Adenoidectomy: How to Care for Your Child After Surgery

After an adenoidectomy, kids may have throat pain, bad breath, noisy breathing, and a stuffy nose for a few days. This information can help you care for your child at home while they recover.

Care Instructions

  • Follow your health care provider's recommendations for giving any medicines. Do not give any other medicines without checking with your health care provider first.
  • Your child should relax quietly at home for 2 or 3 days.
  • Give your child plenty of clear, bland liquids, like water and apple juice.
  • When your health care provider says it's OK for your child to eat, offer soft foods, like pudding, soup, gelatin, or mashed potatoes. Offer other foods as your child starts feeling better. Your child may find cold foods such as ice cream and ice pops comforting.
  • If your child's nose is stuffy, a cool-mist humidifier may help. Clean the humidifier daily to prevent mold growth.
  • Your child should not blow their nose, do any contact sports, or play roughly for week after surgery to prevent bleeding.

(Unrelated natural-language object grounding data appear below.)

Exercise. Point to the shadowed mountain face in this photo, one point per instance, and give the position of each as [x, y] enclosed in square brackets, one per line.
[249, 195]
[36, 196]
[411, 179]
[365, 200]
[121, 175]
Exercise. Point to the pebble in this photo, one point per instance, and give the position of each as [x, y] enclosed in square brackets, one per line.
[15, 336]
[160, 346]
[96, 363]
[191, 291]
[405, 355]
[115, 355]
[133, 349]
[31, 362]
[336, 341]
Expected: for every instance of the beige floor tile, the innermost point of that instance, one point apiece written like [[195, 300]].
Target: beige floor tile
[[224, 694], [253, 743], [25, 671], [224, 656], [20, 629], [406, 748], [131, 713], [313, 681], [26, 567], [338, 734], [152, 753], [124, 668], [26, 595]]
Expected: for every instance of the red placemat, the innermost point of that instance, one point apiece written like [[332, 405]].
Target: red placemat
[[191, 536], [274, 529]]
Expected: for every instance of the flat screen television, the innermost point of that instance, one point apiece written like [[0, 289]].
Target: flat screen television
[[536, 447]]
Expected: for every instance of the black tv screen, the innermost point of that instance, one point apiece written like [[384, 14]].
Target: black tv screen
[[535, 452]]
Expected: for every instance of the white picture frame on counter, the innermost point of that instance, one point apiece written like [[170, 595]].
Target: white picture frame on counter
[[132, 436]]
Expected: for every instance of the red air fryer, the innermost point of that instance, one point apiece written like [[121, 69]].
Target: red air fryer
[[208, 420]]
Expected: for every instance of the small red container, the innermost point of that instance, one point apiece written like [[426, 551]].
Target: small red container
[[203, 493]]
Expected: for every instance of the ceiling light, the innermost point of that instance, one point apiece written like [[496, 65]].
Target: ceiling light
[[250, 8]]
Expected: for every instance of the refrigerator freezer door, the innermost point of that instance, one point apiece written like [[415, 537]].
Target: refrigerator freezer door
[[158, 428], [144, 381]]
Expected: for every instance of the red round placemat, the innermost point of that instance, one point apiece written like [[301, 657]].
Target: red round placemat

Call Your Health Care Provider if...

Your child:

  • has a fever
  • vomits after the first day
  • has neck pain or neck stiffness not helped with pain medicine
  • refuses to drink
  • isn't urinating (peeing) at least once every 8 hours
  • has very noisy breathing or snoring that doesn't get better within a week

Go to the ER if...

  • Your child appears dehydrated. Signs include dizziness, drowsiness, a dry or sticky mouth, sunken eyes, peeing less often or darker than usual pee, crying with little or no tears.
  • Blood drips out of your child's nose or coats the top of the tongue for more than 10 minutes, or if bleeding happens after the first day.
  • Your child vomits blood or something that looks like coffee grounds.
  • Your child is having trouble breathing or is breathing very fast.

More to Know

What are the adenoids? The adenoids are a patch of tissue in the back of the nasal passage. They help trap germs and keep us healthy, especially in babies and young children. As children grow older, the adenoids get smaller. Adenoids can get bigger from infection or allergies.

Will my child's immune system be weaker without adenoids? Even though the adenoids are part of the immune system, removing them doesn't affect the body's ability to fight infections. The immune system has many other ways to fight germs.